Sub-Saharan African sovereigns will be battling lower growth and revenue as well as higher debt levels and weaker debt affordability into 2021, according to Moody's.
The ratings agency on Wednesday issued a 2021 outlook report. It noted that the region will be challenged by the aftermath of Covid-19 on growth and revenue. Moody's noted that in 2020 negative ratings actions in the region exceeded prior years.
"Our outlook for Sub-Saharan African (SSA) creditworthiness in 2021 is negative … We expect SSA sovereigns to face severe challenges in grappling with the fallout from the coronavirus shock as lower overall economic growth and revenue coupled with higher government expenditure will lead to wider fiscal deficits and higher debt," the report read.
While growth in the region was le affected than other regions in the world in 2020, Moody's warned the impact of the economic contraction – the first in three decades – will be greater. The region's long-term economic recovery has also been described as "precarious" as most SSA sovereigns have limited fiscal space to counter the negative impacts of the pandemic.
Moody's noted South Africa and eSwatini will not recover to their 2019 real GDP levels until 2023. "GDP growth of 4.5% in South Africa will support small economies that have strong ties to the country such as eSwatini, which we forecast will grow by 1.4%," Moody's noted. The World Bank forecasts the SA economy to grow by 3.3% in 2021.
The region will experience rising debt burdens, including higher debt servicing costs. "Persistent fiscal deficits amid the challenging growth outlook will keep debt burdens elevated for SSA sovereigns well into the medium term," the report read.
"The average debt burden in the region will hover around 64% of GDP in the near to medium term compared to the 47% average in 2015-19. We do not expect debt burdens to come down in the foreseeable future as revenue generation capacity remains weak."
However, the ratings agency noted funding costs have come down given the policy actions of central banks around the world, but for most countries in SSA they are still higher than before the pandemic.
South Africa, Côte d'Ivoire and Senegal have seen their funding costs revert to pre-pandemic levels.

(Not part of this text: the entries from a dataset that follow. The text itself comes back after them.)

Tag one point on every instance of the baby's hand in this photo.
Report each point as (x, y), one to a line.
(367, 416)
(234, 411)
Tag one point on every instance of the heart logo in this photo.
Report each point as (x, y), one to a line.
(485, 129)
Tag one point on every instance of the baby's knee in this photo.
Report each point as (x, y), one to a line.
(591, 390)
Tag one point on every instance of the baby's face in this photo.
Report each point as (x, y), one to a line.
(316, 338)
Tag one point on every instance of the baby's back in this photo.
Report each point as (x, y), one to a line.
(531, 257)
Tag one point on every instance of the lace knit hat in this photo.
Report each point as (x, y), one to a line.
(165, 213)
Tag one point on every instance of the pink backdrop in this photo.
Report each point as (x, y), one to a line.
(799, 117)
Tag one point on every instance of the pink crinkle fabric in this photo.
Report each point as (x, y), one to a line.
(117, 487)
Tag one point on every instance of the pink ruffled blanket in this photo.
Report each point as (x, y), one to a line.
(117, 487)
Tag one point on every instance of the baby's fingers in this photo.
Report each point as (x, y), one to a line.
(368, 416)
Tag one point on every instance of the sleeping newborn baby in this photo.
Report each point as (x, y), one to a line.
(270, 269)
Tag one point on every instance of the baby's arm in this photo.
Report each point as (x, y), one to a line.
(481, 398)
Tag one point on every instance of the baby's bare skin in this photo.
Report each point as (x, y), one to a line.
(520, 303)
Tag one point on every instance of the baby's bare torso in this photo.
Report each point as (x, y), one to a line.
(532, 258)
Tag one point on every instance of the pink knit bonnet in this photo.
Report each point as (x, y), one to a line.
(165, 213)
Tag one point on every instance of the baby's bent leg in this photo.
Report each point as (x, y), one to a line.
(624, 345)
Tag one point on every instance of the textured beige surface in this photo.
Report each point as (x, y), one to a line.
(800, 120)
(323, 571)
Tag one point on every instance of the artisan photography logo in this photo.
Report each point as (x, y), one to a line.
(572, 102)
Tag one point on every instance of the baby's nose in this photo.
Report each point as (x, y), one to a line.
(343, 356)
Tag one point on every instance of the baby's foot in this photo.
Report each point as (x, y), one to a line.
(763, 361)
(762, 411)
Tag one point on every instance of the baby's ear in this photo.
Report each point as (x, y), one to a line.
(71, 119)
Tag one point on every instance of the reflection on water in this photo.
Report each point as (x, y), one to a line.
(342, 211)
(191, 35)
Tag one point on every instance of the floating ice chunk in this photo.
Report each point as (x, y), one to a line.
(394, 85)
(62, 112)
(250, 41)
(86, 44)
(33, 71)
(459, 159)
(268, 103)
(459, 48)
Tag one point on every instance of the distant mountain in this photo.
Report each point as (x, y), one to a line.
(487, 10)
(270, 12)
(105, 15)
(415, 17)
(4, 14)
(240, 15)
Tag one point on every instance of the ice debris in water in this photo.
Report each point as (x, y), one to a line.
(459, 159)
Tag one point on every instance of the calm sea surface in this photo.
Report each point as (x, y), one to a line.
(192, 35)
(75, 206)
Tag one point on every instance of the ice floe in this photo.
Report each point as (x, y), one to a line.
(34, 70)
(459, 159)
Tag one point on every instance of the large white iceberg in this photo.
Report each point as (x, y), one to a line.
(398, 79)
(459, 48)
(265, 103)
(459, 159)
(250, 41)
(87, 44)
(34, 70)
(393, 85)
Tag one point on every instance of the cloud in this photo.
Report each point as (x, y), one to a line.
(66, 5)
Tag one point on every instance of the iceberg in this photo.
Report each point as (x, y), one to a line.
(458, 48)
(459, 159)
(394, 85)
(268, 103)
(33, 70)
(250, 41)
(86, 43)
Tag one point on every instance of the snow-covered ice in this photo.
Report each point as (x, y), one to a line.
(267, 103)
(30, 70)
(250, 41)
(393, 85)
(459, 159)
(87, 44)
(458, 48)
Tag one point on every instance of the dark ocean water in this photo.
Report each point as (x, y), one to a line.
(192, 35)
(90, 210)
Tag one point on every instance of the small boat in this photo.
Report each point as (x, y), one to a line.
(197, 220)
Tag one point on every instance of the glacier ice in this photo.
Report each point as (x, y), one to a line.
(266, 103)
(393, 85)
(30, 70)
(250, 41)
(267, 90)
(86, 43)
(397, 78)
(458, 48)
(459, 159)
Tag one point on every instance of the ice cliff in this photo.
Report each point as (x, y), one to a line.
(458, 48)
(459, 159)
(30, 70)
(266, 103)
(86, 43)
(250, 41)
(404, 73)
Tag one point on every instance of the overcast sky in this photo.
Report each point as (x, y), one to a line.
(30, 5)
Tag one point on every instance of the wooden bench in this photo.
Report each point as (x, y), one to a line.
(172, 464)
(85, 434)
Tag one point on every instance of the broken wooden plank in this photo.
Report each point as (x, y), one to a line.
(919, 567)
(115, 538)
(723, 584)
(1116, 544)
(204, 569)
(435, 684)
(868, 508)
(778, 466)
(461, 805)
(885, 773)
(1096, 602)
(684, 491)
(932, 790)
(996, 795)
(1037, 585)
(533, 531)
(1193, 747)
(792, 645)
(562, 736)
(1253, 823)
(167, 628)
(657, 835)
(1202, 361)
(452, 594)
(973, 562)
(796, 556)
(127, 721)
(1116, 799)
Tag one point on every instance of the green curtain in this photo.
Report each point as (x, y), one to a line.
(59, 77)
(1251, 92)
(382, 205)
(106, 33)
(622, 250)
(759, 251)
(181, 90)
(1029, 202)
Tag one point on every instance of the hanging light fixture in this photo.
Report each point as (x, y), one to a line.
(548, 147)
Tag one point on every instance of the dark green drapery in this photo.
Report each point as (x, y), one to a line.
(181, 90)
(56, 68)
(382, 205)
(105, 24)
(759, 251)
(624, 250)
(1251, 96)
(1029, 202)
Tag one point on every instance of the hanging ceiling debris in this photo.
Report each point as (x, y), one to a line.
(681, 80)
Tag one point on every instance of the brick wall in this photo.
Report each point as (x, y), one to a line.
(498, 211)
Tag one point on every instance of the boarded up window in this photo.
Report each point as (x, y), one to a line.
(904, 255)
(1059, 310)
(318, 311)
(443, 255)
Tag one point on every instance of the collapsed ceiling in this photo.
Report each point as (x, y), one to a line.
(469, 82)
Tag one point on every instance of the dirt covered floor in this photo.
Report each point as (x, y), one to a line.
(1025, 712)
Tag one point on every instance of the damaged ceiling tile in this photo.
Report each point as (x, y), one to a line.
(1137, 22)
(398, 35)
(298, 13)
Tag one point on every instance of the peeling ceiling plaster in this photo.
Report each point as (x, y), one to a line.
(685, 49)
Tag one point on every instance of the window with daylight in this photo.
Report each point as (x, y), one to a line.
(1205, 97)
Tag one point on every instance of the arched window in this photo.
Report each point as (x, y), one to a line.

"We expect this pattern to continue in 2021, with an uneven regional economic recovery being the main driver of funding differentiation," Moody's said.
Moody's noted that contingent liabilities from state-owned enterprises, particularly affected by the crisis like national airlines or oil companies, would pose risks to sovereigns' debt burdens.
"We estimate the debt of SSA SOEs at 10.7% of GDP, in line with the global average. Disclosed levels are highest in Ethiopia, South Africa and the Republic of the Congo," the report read.
The report also suggested SSAs will increase their reliance on concessional finance sources from the World Bank and other multilateral development banks and the IMF in 2021.
South Africa was among the 19 SSA sovereigns which accessed a rapid financing instrument. The $4.3 billion loan was granted last year.